Involving Start-ups for Innovation
This initiative is a great example of how larger enterprises are looking to leverage innovations by the start-up community. The Financial Services industry has been an early beneficiary, when it stopped competing with Fintech organisations, partnering with them instead. Other industries have started to recognise the benefits of fast pivots and the role start-ups can play.
Ecosystm Principal Advisor, Ravi Bhogaraju says, “Bringing together companies that have complementary and unique capabilities to solve industry issues is a great way to speed up experimentation and innovation.”
However, he recognises that forming alliances such as this, comes with its own set of challenges. “One of the key things to recognise in such a construct is that the team members from different possessions bring with them their unique belief systems, organisational and country cultural constructs. Expectations on how things should work, can become quite tricky to navigate. The talent and expertise in such an environment need to be facilitated be able to deliver high quality outcomes.”
Talking about how these constructs can work successfully, delivering what started out to deliver, Bhogaraju says, “An agile team setup can help tremendously as it uses two key principles – People and Interactions over processes; as well as Working models over documentation.”

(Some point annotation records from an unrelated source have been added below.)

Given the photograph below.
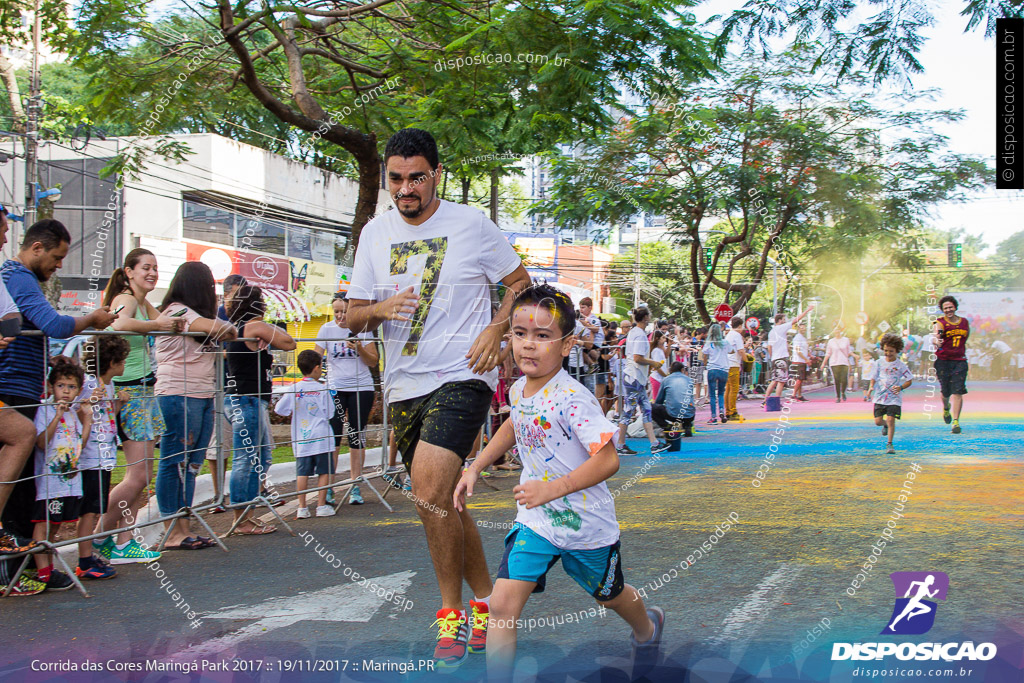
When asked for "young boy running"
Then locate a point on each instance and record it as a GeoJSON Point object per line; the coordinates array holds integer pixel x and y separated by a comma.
{"type": "Point", "coordinates": [310, 406]}
{"type": "Point", "coordinates": [889, 379]}
{"type": "Point", "coordinates": [567, 450]}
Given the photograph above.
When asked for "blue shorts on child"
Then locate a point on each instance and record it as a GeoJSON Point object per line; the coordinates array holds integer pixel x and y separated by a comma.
{"type": "Point", "coordinates": [529, 556]}
{"type": "Point", "coordinates": [318, 464]}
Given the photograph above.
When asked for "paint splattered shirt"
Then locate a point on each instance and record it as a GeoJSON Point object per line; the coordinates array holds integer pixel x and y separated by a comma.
{"type": "Point", "coordinates": [888, 375]}
{"type": "Point", "coordinates": [311, 408]}
{"type": "Point", "coordinates": [451, 261]}
{"type": "Point", "coordinates": [556, 430]}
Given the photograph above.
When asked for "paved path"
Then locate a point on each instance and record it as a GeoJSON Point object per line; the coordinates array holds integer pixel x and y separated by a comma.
{"type": "Point", "coordinates": [779, 571]}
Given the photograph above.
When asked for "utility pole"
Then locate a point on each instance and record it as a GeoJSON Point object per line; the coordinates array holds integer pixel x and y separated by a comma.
{"type": "Point", "coordinates": [32, 124]}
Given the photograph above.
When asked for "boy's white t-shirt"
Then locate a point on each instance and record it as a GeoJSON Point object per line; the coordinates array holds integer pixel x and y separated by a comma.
{"type": "Point", "coordinates": [777, 341]}
{"type": "Point", "coordinates": [66, 446]}
{"type": "Point", "coordinates": [310, 406]}
{"type": "Point", "coordinates": [101, 447]}
{"type": "Point", "coordinates": [451, 260]}
{"type": "Point", "coordinates": [556, 430]}
{"type": "Point", "coordinates": [636, 343]}
{"type": "Point", "coordinates": [345, 370]}
{"type": "Point", "coordinates": [886, 376]}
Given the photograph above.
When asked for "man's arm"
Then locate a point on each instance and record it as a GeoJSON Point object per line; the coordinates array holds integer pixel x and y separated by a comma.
{"type": "Point", "coordinates": [485, 353]}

“A clear expectation setting through contracting at the beginning of the project cycle can help establish the ways of working and rules of engagement. Increased regular feedback and problem solving should continuously fine tune the ways of working. This way teams can get through the norming process at pace and scale and eventually focus on outcomes, rather than fumble over each other and/or have ego flareups.”
“The key is to get to creative problem-solving working cohesively – the intent being to challenge the status quo – stepping outside the box and using all capabilities within the team. Blending the subcultures together using agile way of working and principles, can be a fantastic way to make that happen – failing which you have the challenge of trying to somehow bring together different work products, people and preferences.”